Постепенно начинало происходить нечто непредвиденное. Эти разочарования, малые и большие, начали привлекать внимание ученых к разнице между двумя типами образованных людей — между ними самими и инженерами-выдвиженцами на руководящих партийных должностях. Уроки были почерпнуты из самой науки, ее методов, а также, что и говорить, из чтения программного Толстого. Размышляя об идиотском антисемитизме в стране, победившей фашистскую Германию, слушая, как Хрущев с красным от ярости лицом бушует по поводу того, что в Академию не приняли одного из лысенковских приспешников, они начинали подозревать, что, возможно, истина и цари не столь уж близки, что, возможно, на престол в России возводится все-таки глупость.
Старички были не простые люди: это были Студенец, Обжора и Колдун. Колдун вышел на берег, нарисовал на песке лодку и говорит: “Ну, братцы, видите вы эту лодку?” — “Видим!” — “Садитесь в нее”. Сели все в эту лодку. Говорит Колдун: “Ну, легкая лодочка, сослужи мне службу, как прежде служила”. Вдруг лодка поднялась по воздуху…
1. Летняя ночь. 1962 год
Времени на это ушло, как водится, больше, чем нужно.

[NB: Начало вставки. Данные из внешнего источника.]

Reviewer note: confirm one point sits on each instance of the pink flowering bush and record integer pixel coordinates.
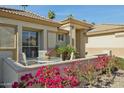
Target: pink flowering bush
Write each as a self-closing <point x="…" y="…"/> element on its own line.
<point x="102" y="62"/>
<point x="25" y="81"/>
<point x="72" y="75"/>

Домоуправ того корпуса, в который институт ее якобы поселил, не нашел никаких документов на нее, а когда она, восстановив цепочку, дошла до главного управления по распределению жилплощади, оказалось, что несколькими месяцами раньше произошла стычка между институтами за корпуса, которые должны были сдать в следующую очередь, — и бедные цитология с генетикой проиграли в неофициальном зачете физикам. Обещанная ей квартира исчезла в папке. Просто забрать ключи не удалось, ей пришлось заставить секретаршу директора позвонить в жилуправление и попросить, чтобы ей предоставили квартиру в порядке особого изъявления доброй воли. И все-таки это было сделано. Подъезд нового здания, может, и напоминает по виду и качеству что-то вроде угольного подвала, зато, поднявшись на четыре пролета по лестнице, оказываешься у входной двери, которую она может называть своей — вместе с находящимися за ней тихими комнатами, заполненными лишь предвечерним светом и тенями деревьев.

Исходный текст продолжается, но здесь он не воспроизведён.